Thanks for the discussion, everybody. I am using coll as a kind of storage for sequencer data (where each line contains a variable number of parameters for different kinds of note/events). So, except for an initial "Go To" event, I’ll be stepping through, so I suppose I am OK with that.

If anyone has other suggestions on how to do sequencing, I’m all ears. . .

I know I’m not the first to use coll this way..

Dec 13 2010 | 10:00 am

Chris, you say:
I am using coll as a kind of storage for sequencer data (where each line contains a variable number of parameters for different kinds of note/events).

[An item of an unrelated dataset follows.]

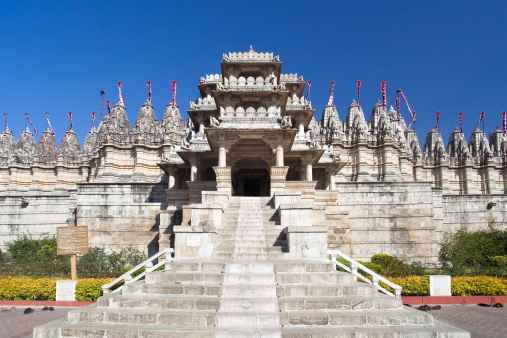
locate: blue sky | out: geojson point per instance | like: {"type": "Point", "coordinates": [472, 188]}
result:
{"type": "Point", "coordinates": [447, 56]}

Isn’t [detonate] optimized for this kind of application? Have you looked at that?

Dec 13 2010 | 11:32 am

[detonate] is really about MIDI notes… I’d probably use [qlist] as a more general tool. But I also happened doing the same with [coll], and it worked quite well.

@johnpitcairn: unfortunately the source for coll is not in the sdk… it might not be too difficult replicating its basic behaviour using hashtabs, but it sounds like a very boring job! on the other hand, in the sdk there are a couple of examples dealing with databases, one of which is called "dbcuelist" – it looks quite basic, but not bad at all…


Dec 13 2010 | 11:36 am

… or you might give a look at the slots of bach.roll and bach.score –


Dec 13 2010 | 8:37 pm

> "I use [jit.matrix] to store data for a sequencer ; but not sure that’s best …"

From what i remember, in term of efficiency, It is the best in max to do that. Around X100 faster than coll.
A while ago, i made some efficiency test to store sequence data in an array, comparing : jit.matrix, coll, ftm, peek~ and buffer, etc.. to store and read values :

Dec 14 2010 | 7:40 pm

@andrea agostini: The coll source is in the Max 4 SDK. I suspect it’s little different, if at all, in Max 5. I wonder what the comparative lookup times are for a database?

Dec 14 2010 | 10:25 pm

mmm… I should have a Max 4 SDK somewhere. But if it’s a pre-obex version, quite a lot of things could have changed. I’ll go and check it out.

I’d be curious too about the performance of a database. In principle, I’d expect it to be very efficient on huge collections of data, not as much for smaller ones.


Dec 15 2010 | 12:54 am

I was using a coll because I can stash text, numbers, all kinds of things etc. in there. I’m not sure that jit.matrix can do this? (Although of course there are ways around that).